La pronuncia di compensazione delle spese del giudizio fiscale per incertezza normativa non comporta, necessariamente, anche il venir meno delle sanzioni amministrative tributarie.

Si tratta di fattispecie legali differenti e con presupposti normativi diversi.

E' quanto puntualizzato dalla Corte di cassazione con sentenza n. 9560 del 5 aprile 2023, nel pronunciarsi in riferimento ad una lite tributaria tra una società contribuente e l'Amministrazione finanziaria, il cui oggetto del contendere risiedeva nell'interpretazione del giudicato formatosi nei giudizi sugli atti impositivi presupposti.

A detta dell'Ufficio finanziario, per come confermato dalla CTR, si trattava di giudicato favorevole all'Ufficio mentre secondo la contribuente il giudicato andava a suo favore e comportava la disapplicazione, e la non debenza, delle sanzioni amministrative tributarie di cui alla cartella impugnata.

Spese compensate per incertezza normativa? Le sanzioni tributarie possono restare

Nel respingere la tesi della società ricorrente, gli Ermellini hanno evidenziato l'atipicità e l'elasticità della valutazione ai fini della decisione sulle spese di lite, contrapposta alla rigorosa delimitazione dei presupposti necessari ai fini della disapplicazione delle sanzioni.

Tali caratteristiche escludono che l'accertamento in concreto dell'incertezza normativa, sufficiente per la compensazione delle spese di giudizio, comporti necessariamente anche il coincidente accertamento dell'esimente dall'applicazione delle sanzioni tributarie.

Per la Cassazione, infatti, si tratta di due "fatti" diversi già nelle differenti fattispecie normative astratte nelle quali l'"incertezza" dovrebbe sussumersi in un caso e nell'altro.

Differenti, del resto, sono i momenti rispetto ai quali la valutazione dell'incertezza medesima va fatta retroagire.

Ai fini della disapplicazione delle sanzioni, rileva l'impossibilità di individuare con sicurezza ed univocamente la norma giuridica nella contestualità della condotta illecita che l'ha violata, con incidenza sull'elemento psicologico dell'autore della condotta.

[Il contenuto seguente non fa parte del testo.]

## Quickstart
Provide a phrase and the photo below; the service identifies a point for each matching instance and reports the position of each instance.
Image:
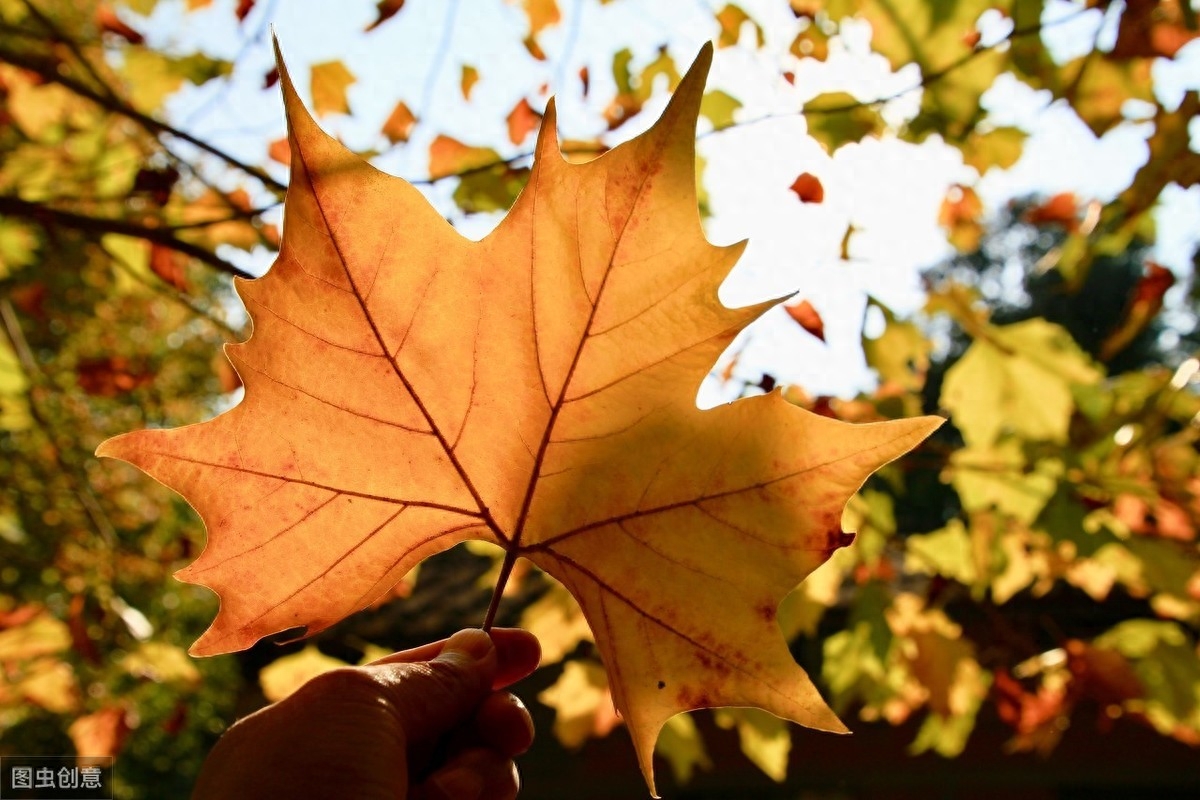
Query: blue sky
(889, 190)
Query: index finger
(517, 654)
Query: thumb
(432, 697)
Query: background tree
(1037, 561)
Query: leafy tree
(1068, 477)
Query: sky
(889, 190)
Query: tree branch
(49, 217)
(46, 70)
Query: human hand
(429, 723)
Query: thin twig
(154, 126)
(49, 217)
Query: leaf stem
(510, 558)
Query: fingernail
(472, 643)
(460, 783)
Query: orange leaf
(808, 187)
(109, 377)
(281, 151)
(808, 318)
(400, 124)
(408, 389)
(960, 216)
(1144, 306)
(171, 265)
(522, 121)
(384, 11)
(448, 156)
(100, 734)
(1062, 210)
(1152, 28)
(468, 80)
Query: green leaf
(18, 246)
(765, 739)
(835, 119)
(997, 148)
(731, 18)
(933, 35)
(947, 552)
(900, 354)
(155, 76)
(683, 747)
(1168, 666)
(330, 79)
(999, 476)
(1017, 380)
(718, 108)
(1098, 89)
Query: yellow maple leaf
(408, 389)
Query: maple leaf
(408, 389)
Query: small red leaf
(1062, 210)
(281, 151)
(109, 23)
(808, 187)
(385, 10)
(808, 318)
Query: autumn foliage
(526, 402)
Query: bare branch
(49, 217)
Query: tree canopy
(1037, 558)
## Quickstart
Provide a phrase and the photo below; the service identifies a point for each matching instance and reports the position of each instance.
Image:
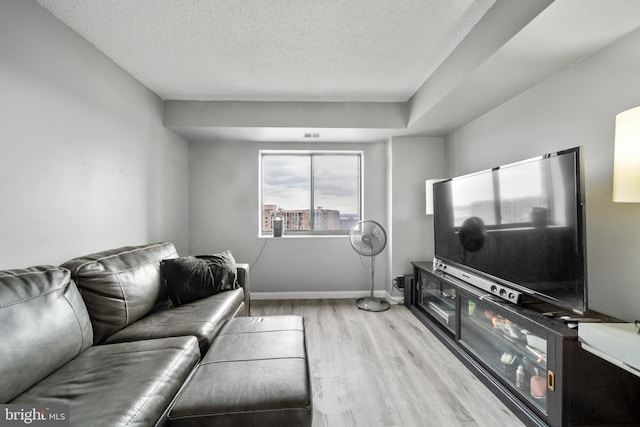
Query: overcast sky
(286, 182)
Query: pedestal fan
(368, 238)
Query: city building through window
(311, 192)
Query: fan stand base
(372, 304)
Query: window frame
(310, 153)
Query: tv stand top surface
(541, 311)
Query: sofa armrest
(243, 281)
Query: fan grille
(368, 237)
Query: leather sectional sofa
(99, 334)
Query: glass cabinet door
(438, 299)
(518, 356)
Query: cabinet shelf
(534, 363)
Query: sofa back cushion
(120, 286)
(44, 325)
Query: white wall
(574, 107)
(85, 162)
(225, 213)
(414, 160)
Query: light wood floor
(385, 369)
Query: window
(313, 192)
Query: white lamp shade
(626, 161)
(429, 194)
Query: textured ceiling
(276, 50)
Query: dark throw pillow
(195, 277)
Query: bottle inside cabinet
(516, 355)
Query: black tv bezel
(580, 217)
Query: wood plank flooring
(385, 369)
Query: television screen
(521, 225)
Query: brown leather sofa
(98, 334)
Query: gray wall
(85, 162)
(574, 107)
(225, 214)
(414, 160)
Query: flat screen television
(520, 225)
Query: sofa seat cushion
(44, 325)
(256, 373)
(203, 319)
(120, 286)
(128, 384)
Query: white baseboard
(324, 295)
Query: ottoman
(256, 373)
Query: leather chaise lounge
(100, 335)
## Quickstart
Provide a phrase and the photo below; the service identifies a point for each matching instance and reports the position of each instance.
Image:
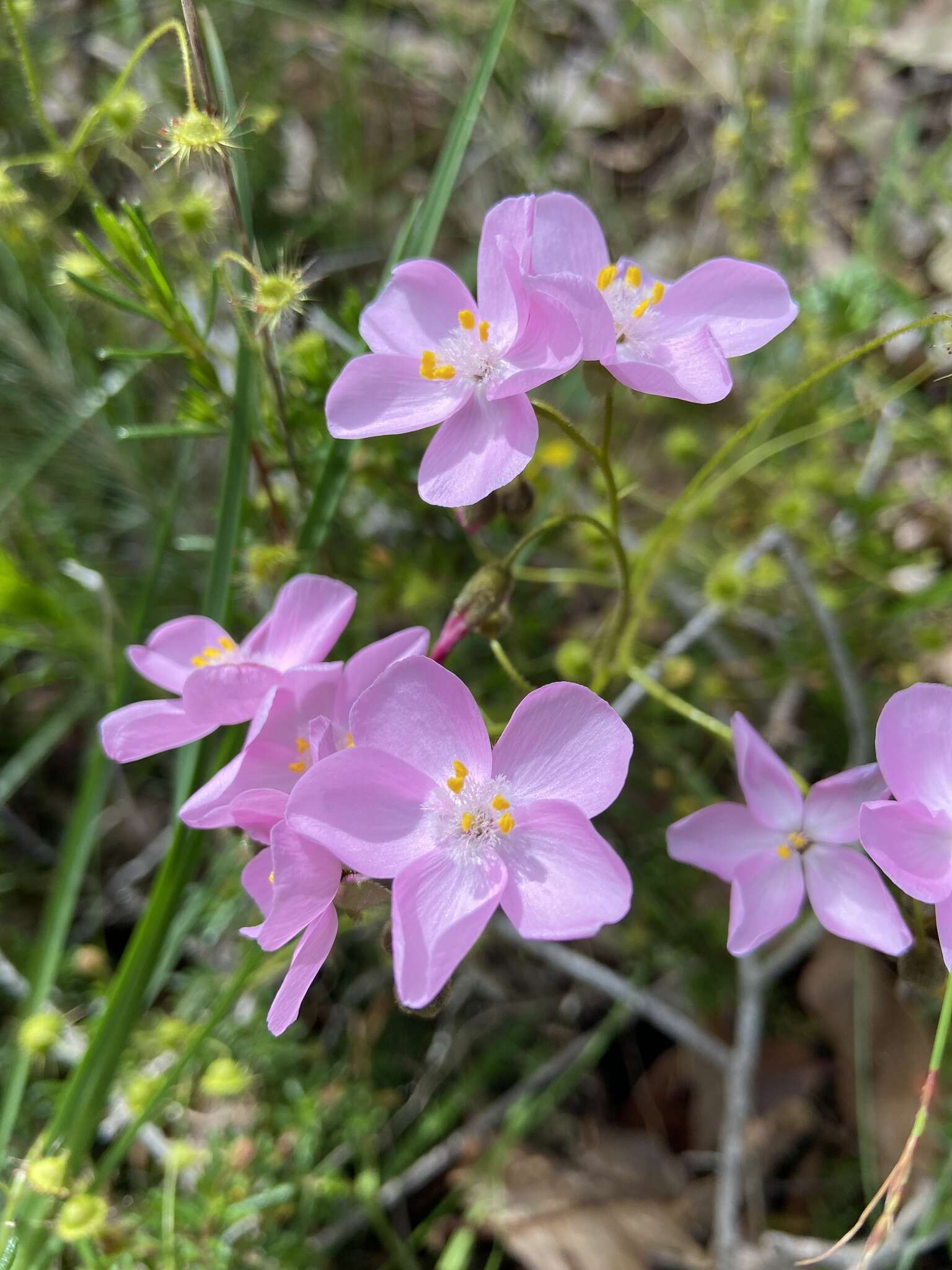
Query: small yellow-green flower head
(198, 135)
(82, 1217)
(40, 1032)
(46, 1175)
(224, 1078)
(276, 295)
(125, 112)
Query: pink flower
(218, 680)
(669, 339)
(301, 721)
(439, 357)
(461, 827)
(294, 882)
(781, 843)
(910, 840)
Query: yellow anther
(606, 277)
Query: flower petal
(914, 745)
(227, 694)
(441, 906)
(549, 346)
(306, 881)
(418, 308)
(912, 845)
(566, 238)
(771, 791)
(690, 367)
(366, 808)
(372, 660)
(165, 658)
(307, 616)
(720, 838)
(482, 447)
(426, 717)
(310, 956)
(767, 893)
(832, 807)
(565, 881)
(564, 742)
(851, 900)
(148, 728)
(743, 305)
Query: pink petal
(912, 845)
(148, 728)
(914, 745)
(306, 881)
(418, 308)
(564, 742)
(744, 305)
(307, 616)
(771, 791)
(690, 367)
(227, 694)
(310, 956)
(549, 346)
(851, 900)
(720, 838)
(765, 895)
(377, 395)
(441, 906)
(482, 447)
(165, 658)
(366, 666)
(427, 717)
(366, 808)
(832, 807)
(566, 238)
(565, 881)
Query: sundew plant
(478, 761)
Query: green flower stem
(687, 506)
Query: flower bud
(480, 601)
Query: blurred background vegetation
(810, 136)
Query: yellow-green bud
(82, 1217)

Per quanto riguarda, invece, l'attribuzione delle spese di lite, viene in rilievo l'incertezza che sussista all'atto, necessariamente successivo, di agire o resistere in giudizio che non "scusa" la condotta sostanziale controversa, ma evidenzia in qualche modo la "necessità" del ricorso alla tutela giudiziaria, e comunque la natura non pretestuosa dell'azione o della resistenza in giudizio.

In definitiva, la Suprema corte ha enunciato il principio di diritto secondo cui:

"La pronuncia con la quale il giudice tributario di merito, ai sensi dell'art. 15, co.2, D. Lgs. n. 546/1992, compensi le spese di giudizio per gravi ed eccezionali ragioni, individuandole nell'"incertezza normativa", non comporta necessariamente il contemporaneo accertamento della sussistenza in fatto ed in diritto anche delle obiettive condizioni di incertezza sulla portata e sull'ambito di applicazione delle disposizioni prevista dall'art. 6, co.2, D. Lgs. n. 472/1997, ai fini della disapplicazione delle sanzioni amministrative tributarie".

Ciò in considerazione "della differenza delle relative fattispecie legali in ordine sia al concetto di "incertezza" in ciascuna sussumibile, sia alla ratio della sua rilevanza ed agli effetti della sua rilevazione, sia al momento rispetto al quale deve farsi risalire il suo accertamento".